Enhancing Language Models with Structured Reasoning

Madaan, Aman

doi:10.1184/R1/26096977.v1

amadaan_phd_lti_2024.pdf (14.02 MB)

Enhancing Language Models with Structured Reasoning

thesis

posted on 2024-06-28, 15:40 authored by Aman Madaan

The rapid growth in the areas of language generation and reasoning has been significantly facilitated by the availability of user-friendly libraries wrapped around large language models. These solutions often rely on the Seq2Seq paradigm, treating all problems as text-to-text transformations. While convenient, this approach faces limitations in practical deployments: brittleness when handling complex problems, the absence of feedback mechanisms, and an inherent black-box nature hindering model interpretability.

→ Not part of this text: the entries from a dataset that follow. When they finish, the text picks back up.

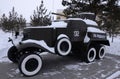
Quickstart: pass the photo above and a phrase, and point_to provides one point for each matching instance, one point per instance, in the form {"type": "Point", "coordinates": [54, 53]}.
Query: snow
{"type": "Point", "coordinates": [52, 73]}
{"type": "Point", "coordinates": [114, 76]}
{"type": "Point", "coordinates": [114, 47]}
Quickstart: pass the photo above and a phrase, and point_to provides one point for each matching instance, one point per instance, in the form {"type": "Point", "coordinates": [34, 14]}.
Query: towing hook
{"type": "Point", "coordinates": [10, 40]}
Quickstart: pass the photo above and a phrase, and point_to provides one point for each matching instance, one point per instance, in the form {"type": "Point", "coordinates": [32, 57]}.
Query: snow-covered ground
{"type": "Point", "coordinates": [114, 47]}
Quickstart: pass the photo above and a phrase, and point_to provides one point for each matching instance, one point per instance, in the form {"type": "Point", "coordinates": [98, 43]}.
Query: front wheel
{"type": "Point", "coordinates": [63, 46]}
{"type": "Point", "coordinates": [30, 64]}
{"type": "Point", "coordinates": [90, 55]}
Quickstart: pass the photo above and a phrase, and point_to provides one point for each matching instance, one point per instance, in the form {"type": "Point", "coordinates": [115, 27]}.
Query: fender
{"type": "Point", "coordinates": [34, 44]}
{"type": "Point", "coordinates": [94, 42]}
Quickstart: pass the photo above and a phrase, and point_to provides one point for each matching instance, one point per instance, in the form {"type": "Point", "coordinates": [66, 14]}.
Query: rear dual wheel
{"type": "Point", "coordinates": [90, 55]}
{"type": "Point", "coordinates": [30, 64]}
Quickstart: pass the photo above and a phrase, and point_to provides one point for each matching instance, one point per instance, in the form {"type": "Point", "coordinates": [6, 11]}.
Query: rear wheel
{"type": "Point", "coordinates": [30, 64]}
{"type": "Point", "coordinates": [90, 55]}
{"type": "Point", "coordinates": [100, 52]}
{"type": "Point", "coordinates": [12, 54]}
{"type": "Point", "coordinates": [63, 46]}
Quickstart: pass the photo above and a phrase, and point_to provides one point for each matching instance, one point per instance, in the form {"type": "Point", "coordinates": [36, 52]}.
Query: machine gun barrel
{"type": "Point", "coordinates": [60, 15]}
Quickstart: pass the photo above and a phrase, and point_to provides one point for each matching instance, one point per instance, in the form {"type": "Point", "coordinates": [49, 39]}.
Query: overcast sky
{"type": "Point", "coordinates": [26, 7]}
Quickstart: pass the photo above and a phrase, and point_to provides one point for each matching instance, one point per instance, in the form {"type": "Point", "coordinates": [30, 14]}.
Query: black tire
{"type": "Point", "coordinates": [100, 52]}
{"type": "Point", "coordinates": [90, 55]}
{"type": "Point", "coordinates": [12, 52]}
{"type": "Point", "coordinates": [30, 64]}
{"type": "Point", "coordinates": [63, 46]}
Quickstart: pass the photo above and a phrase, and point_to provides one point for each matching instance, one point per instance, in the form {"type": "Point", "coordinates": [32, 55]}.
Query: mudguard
{"type": "Point", "coordinates": [103, 42]}
{"type": "Point", "coordinates": [34, 44]}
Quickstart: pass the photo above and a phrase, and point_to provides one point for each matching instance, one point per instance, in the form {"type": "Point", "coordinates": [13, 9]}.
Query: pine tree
{"type": "Point", "coordinates": [40, 16]}
{"type": "Point", "coordinates": [13, 22]}
{"type": "Point", "coordinates": [108, 10]}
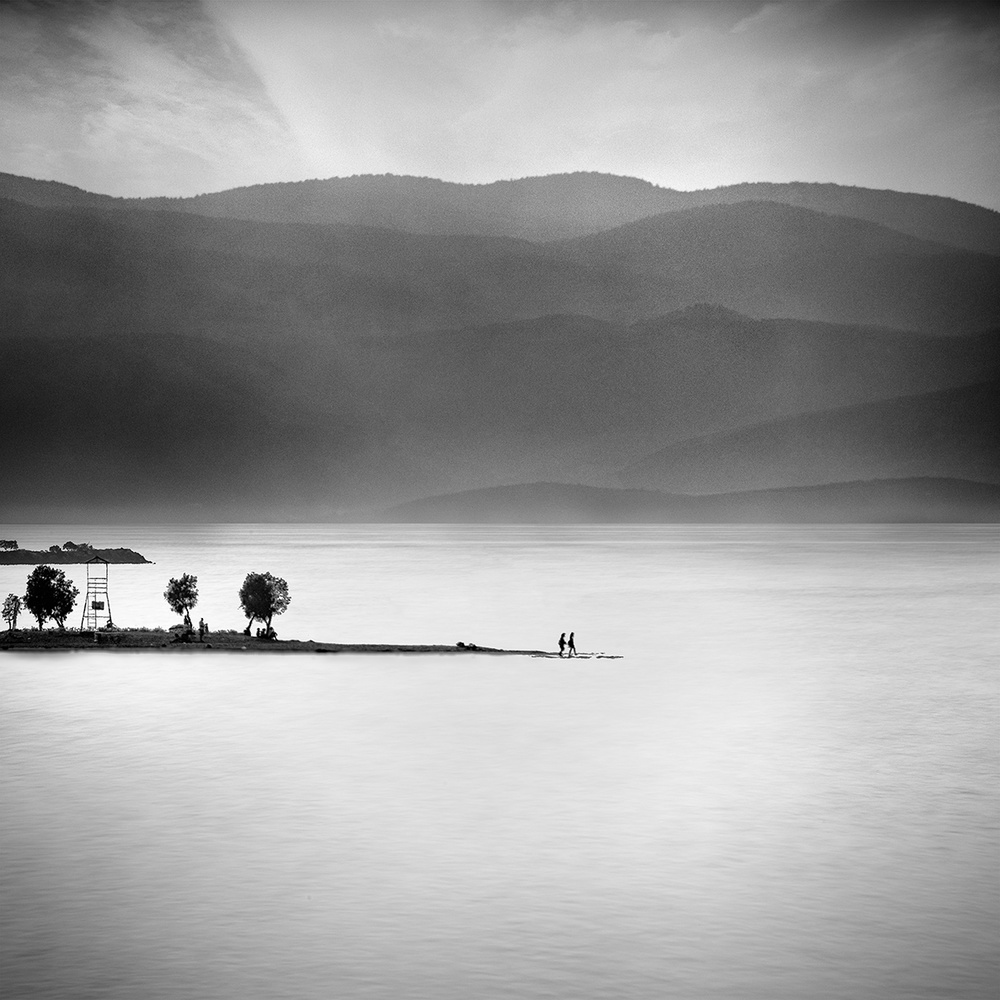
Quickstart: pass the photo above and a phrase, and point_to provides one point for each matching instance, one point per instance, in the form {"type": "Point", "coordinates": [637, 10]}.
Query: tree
{"type": "Point", "coordinates": [50, 595]}
{"type": "Point", "coordinates": [11, 609]}
{"type": "Point", "coordinates": [182, 594]}
{"type": "Point", "coordinates": [263, 596]}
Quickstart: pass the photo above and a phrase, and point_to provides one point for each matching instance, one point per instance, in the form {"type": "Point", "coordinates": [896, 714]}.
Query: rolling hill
{"type": "Point", "coordinates": [946, 434]}
{"type": "Point", "coordinates": [173, 361]}
{"type": "Point", "coordinates": [559, 206]}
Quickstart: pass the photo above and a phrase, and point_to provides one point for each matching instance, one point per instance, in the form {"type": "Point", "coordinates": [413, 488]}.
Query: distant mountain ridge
{"type": "Point", "coordinates": [170, 362]}
{"type": "Point", "coordinates": [879, 501]}
{"type": "Point", "coordinates": [553, 207]}
{"type": "Point", "coordinates": [941, 434]}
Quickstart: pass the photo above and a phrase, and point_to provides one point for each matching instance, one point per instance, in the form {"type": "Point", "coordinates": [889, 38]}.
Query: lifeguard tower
{"type": "Point", "coordinates": [97, 606]}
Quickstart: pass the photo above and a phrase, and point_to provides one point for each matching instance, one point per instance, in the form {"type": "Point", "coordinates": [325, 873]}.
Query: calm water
{"type": "Point", "coordinates": [787, 788]}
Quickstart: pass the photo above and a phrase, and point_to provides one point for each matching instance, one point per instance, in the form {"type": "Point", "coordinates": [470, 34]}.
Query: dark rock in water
{"type": "Point", "coordinates": [49, 557]}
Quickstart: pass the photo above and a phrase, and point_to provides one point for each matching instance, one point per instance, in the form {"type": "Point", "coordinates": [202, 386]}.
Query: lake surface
{"type": "Point", "coordinates": [786, 788]}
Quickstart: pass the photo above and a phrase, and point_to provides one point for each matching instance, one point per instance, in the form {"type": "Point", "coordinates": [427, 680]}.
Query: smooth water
{"type": "Point", "coordinates": [786, 788]}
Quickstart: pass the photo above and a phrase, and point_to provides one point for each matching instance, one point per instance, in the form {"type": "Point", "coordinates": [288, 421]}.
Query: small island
{"type": "Point", "coordinates": [69, 552]}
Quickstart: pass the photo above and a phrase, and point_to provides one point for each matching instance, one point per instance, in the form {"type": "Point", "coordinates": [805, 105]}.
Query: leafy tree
{"type": "Point", "coordinates": [263, 596]}
{"type": "Point", "coordinates": [182, 594]}
{"type": "Point", "coordinates": [11, 609]}
{"type": "Point", "coordinates": [50, 595]}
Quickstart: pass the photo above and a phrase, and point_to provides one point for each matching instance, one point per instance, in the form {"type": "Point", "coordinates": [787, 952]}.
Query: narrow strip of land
{"type": "Point", "coordinates": [50, 640]}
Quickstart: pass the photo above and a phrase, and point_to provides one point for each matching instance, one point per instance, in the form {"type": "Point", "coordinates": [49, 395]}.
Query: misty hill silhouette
{"type": "Point", "coordinates": [950, 433]}
{"type": "Point", "coordinates": [879, 501]}
{"type": "Point", "coordinates": [558, 206]}
{"type": "Point", "coordinates": [241, 368]}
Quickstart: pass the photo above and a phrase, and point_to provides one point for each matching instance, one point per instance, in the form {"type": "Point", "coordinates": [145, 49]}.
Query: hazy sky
{"type": "Point", "coordinates": [184, 96]}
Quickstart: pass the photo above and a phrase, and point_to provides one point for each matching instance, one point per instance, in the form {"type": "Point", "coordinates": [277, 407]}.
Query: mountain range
{"type": "Point", "coordinates": [332, 349]}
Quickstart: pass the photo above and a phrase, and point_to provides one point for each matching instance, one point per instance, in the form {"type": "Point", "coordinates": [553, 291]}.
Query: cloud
{"type": "Point", "coordinates": [139, 98]}
{"type": "Point", "coordinates": [180, 96]}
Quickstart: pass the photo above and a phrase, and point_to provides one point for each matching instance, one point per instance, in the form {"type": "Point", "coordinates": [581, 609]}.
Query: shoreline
{"type": "Point", "coordinates": [149, 640]}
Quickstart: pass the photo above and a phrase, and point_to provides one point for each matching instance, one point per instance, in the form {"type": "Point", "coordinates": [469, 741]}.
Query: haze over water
{"type": "Point", "coordinates": [787, 787]}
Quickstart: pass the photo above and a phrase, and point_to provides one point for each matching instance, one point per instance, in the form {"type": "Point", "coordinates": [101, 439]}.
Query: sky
{"type": "Point", "coordinates": [179, 97]}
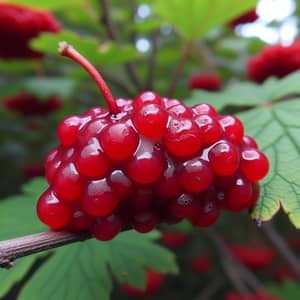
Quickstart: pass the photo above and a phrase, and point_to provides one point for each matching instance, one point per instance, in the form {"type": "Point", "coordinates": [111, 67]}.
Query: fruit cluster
{"type": "Point", "coordinates": [277, 60]}
{"type": "Point", "coordinates": [27, 104]}
{"type": "Point", "coordinates": [18, 25]}
{"type": "Point", "coordinates": [146, 161]}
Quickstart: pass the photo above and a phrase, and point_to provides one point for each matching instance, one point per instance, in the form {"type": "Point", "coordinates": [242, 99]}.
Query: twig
{"type": "Point", "coordinates": [10, 250]}
{"type": "Point", "coordinates": [113, 35]}
{"type": "Point", "coordinates": [282, 247]}
{"type": "Point", "coordinates": [185, 54]}
{"type": "Point", "coordinates": [208, 292]}
{"type": "Point", "coordinates": [248, 276]}
{"type": "Point", "coordinates": [152, 61]}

This thesis presents techniques to address these limitations by integrating structured elements into the design and operation of language models. Structure, in this context, is defined as the organization and representation of data in systematic, hierarchical, or relational ways, along with incorporating structural constraints into the learning and reasoning processes. These elements are integrated at different model development and deployment stages: training, inference, and post-inference. During training, we present techniques for training a graph-assisted question?answering model, and discovering orders that help in effectively generating sets as sequences. In the inference stage, we present techniques for incorporating structure by leveraging code as an intermediate representation. For the post-inference stage, we introduce methods that integrate a memory to allow the model to leverage feedback without additional training.

Together, these techniques demonstrate that conventional text-in-text-out solutions may fail to leverage beneficial structural properties apparent to model stakeholders. Incorporating structures in the model development process requires a careful look at the problem setup, but often relatively straightforward implementation can pay significant dividends—a little structure goes a long way.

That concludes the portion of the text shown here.